The Romilia Chacón Thrillers

Home Killings

The first of the Romilia Chacón novels, set in Nashville, Tennessee, when the young, Latina detective must solve her first case–a serial killer on a rampage. One problem: She’s got a sexy, dark drug runner named Tekún Umán, who is in love with her.


Years previous, Romilia’s big sister was murdered by a man who believes he is Minos, the judge of sins, from Dante’s Inferno. He disappeared; he’s back. As is Tekúm Umán.

A Venom Beneath the Skin

This one is the romantic car-chase thriller, when Romilia reluctantly joins up with Tekúm Umán to hunt down the man who killed her partner.

Blood Daughters

The darkest of the Romilia Chacón novels: she enters into the horrid world of the child sex slave industry in Los Angeles.

Other Novels

The Holy Spirit of My Uncle’s Cojones

In this comedy novel (slightly autobiographical), Tony McCaugh Villalobos, a Salvadoran-Appalachian suicidal teenager, goes to San Francisco, where he meets up with his wild-ass, weed-smoking/selling mujeriego (womanizer) Uncle Jack who, in getting Tony into trouble with drug sellers, wakes the boy up to his Salvadoran culture.

A Fire in The Earth

My first novel, based in the history of the massacre of 1932, when the Salvadoran dictator murdered 25,000 Salvadorans in the first two months of that year.


They Say That I Am Two

I wrote these poems in my twenties. They chart the ongoing search of a young man trying to figure out what it means to be from two cultures.

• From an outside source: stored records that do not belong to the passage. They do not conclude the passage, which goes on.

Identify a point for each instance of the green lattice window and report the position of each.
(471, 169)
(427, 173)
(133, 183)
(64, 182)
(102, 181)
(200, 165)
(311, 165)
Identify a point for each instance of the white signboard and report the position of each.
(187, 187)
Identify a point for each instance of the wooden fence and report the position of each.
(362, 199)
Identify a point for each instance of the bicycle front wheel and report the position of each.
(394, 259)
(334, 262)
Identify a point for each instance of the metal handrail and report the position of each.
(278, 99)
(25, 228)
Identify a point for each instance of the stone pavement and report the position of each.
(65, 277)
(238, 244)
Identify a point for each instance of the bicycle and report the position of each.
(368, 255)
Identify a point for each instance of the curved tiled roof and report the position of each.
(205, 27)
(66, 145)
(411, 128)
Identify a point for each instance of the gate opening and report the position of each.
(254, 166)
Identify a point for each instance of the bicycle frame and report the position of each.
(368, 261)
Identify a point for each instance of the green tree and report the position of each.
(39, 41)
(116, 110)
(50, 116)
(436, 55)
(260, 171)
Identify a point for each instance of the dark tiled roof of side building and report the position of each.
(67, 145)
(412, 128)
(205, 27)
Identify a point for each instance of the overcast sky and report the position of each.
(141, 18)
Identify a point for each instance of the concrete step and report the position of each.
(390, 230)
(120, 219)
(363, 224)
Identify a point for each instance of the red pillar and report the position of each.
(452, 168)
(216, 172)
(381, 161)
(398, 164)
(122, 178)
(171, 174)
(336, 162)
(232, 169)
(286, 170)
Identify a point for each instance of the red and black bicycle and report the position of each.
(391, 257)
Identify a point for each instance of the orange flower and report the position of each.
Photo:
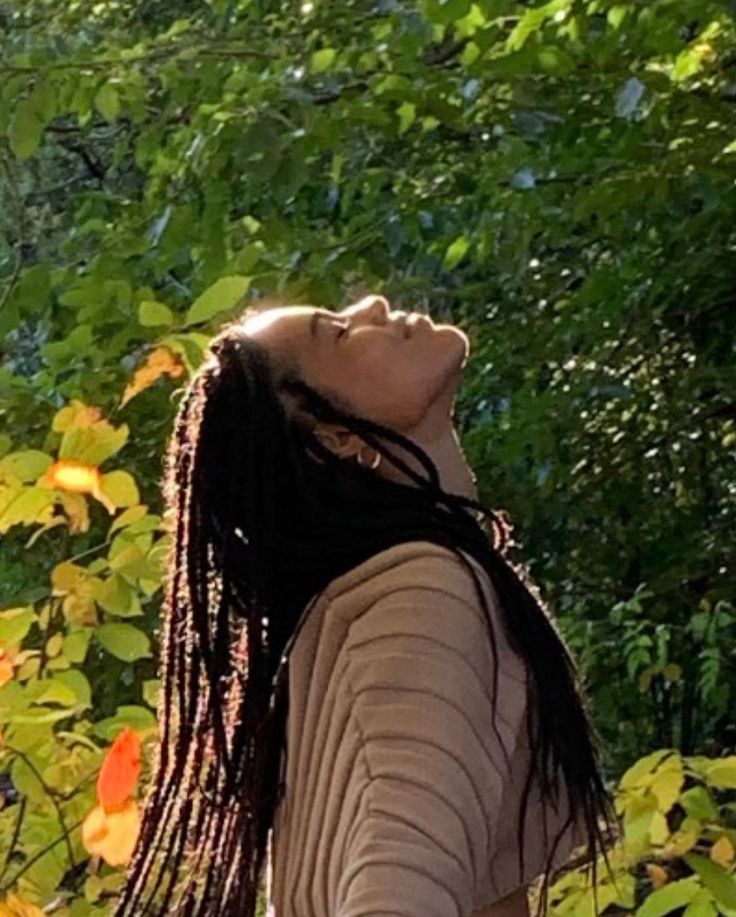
(120, 770)
(6, 666)
(76, 477)
(112, 835)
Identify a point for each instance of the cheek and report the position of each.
(394, 388)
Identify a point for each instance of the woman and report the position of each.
(329, 561)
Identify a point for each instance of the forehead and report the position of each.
(278, 316)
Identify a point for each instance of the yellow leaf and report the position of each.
(722, 852)
(658, 829)
(680, 842)
(120, 488)
(77, 512)
(657, 875)
(161, 361)
(14, 906)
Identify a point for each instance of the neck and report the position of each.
(443, 447)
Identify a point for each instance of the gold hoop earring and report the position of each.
(374, 464)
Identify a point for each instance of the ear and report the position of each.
(340, 440)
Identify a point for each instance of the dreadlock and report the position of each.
(263, 517)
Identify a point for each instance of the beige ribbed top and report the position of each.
(399, 799)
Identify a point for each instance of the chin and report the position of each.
(456, 339)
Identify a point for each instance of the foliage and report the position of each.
(556, 178)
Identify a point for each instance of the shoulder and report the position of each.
(424, 567)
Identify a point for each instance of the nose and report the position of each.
(377, 306)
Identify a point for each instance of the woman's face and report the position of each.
(397, 373)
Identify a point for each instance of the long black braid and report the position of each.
(263, 517)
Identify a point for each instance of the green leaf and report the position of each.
(150, 689)
(139, 718)
(443, 12)
(322, 60)
(152, 313)
(26, 129)
(533, 20)
(222, 296)
(76, 643)
(55, 691)
(668, 897)
(124, 641)
(455, 253)
(107, 101)
(721, 884)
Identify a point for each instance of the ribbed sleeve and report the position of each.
(400, 798)
(430, 769)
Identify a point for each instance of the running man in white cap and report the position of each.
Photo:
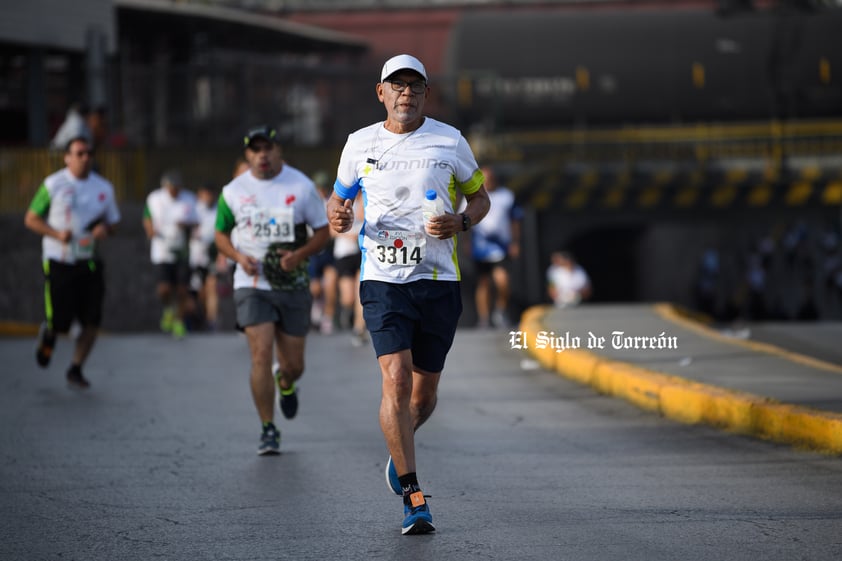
(410, 271)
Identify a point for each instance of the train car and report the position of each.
(543, 69)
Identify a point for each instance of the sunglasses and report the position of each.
(416, 87)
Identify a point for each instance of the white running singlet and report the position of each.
(266, 212)
(394, 172)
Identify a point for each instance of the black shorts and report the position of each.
(349, 265)
(420, 316)
(73, 291)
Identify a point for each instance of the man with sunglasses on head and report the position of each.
(73, 210)
(270, 206)
(410, 273)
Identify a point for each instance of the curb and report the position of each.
(18, 329)
(691, 402)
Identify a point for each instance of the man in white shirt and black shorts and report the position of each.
(410, 272)
(74, 209)
(271, 206)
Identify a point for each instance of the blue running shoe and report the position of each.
(392, 480)
(270, 441)
(417, 517)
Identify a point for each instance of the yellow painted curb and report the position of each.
(691, 402)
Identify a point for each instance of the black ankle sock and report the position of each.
(409, 484)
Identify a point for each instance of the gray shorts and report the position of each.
(289, 310)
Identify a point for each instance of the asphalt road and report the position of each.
(157, 461)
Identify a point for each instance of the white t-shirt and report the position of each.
(171, 218)
(568, 284)
(394, 171)
(266, 212)
(69, 203)
(203, 235)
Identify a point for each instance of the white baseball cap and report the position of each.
(402, 62)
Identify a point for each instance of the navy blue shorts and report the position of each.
(420, 316)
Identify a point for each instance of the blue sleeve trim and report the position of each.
(346, 192)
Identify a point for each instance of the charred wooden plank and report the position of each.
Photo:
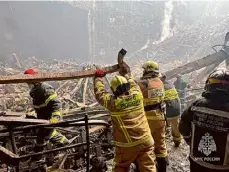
(53, 76)
(8, 157)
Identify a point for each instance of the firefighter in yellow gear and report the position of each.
(153, 91)
(47, 106)
(132, 139)
(173, 109)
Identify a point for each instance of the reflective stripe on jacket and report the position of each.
(153, 92)
(173, 106)
(45, 101)
(130, 126)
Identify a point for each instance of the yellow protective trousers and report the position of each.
(157, 128)
(142, 154)
(174, 122)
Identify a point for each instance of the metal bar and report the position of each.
(88, 142)
(13, 144)
(43, 125)
(51, 151)
(54, 76)
(12, 139)
(69, 124)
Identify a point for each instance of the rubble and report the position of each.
(86, 123)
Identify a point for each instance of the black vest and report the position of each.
(210, 138)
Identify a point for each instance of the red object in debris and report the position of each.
(31, 71)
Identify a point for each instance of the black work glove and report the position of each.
(124, 69)
(100, 73)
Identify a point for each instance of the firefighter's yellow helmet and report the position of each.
(151, 66)
(119, 85)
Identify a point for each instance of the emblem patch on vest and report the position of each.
(207, 144)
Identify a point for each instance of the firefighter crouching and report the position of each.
(132, 139)
(47, 106)
(205, 126)
(153, 92)
(173, 109)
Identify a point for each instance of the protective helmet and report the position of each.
(31, 71)
(218, 81)
(151, 66)
(119, 85)
(178, 75)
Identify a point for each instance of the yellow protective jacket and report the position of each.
(130, 126)
(153, 92)
(46, 102)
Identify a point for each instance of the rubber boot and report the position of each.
(161, 164)
(134, 167)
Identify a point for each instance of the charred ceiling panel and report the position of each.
(43, 29)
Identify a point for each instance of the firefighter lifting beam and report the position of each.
(61, 76)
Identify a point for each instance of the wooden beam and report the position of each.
(54, 76)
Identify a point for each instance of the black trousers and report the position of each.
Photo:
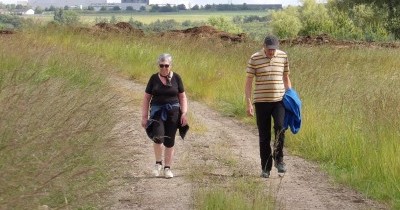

On Tuesday, When the Homeless Disappeared

Written in my thirties, these poems explore what it means to live in the U.S. after so many years working in Central America. From the violence of death squads to raising children, the poems reveal a more inward search, of being Latino in Gringolandia.


Walking to La Milpa

I wrote these essays while living in Guatemala, during the height of the violence. Death squads, poverty, unnamed babies who die before they reach their first birthday; and the Mayan people who, in the midst of all the suffering, not only survive, but live and celebrate and yes, dance.


In Speak of It, Marcos McPeek Villatoro explores how he channeled his Latino roots to come to terms with the childhood abuse he suffered at the hands of a relative in his home in Appalachia, and he recounts his ensuing struggle with mental illness.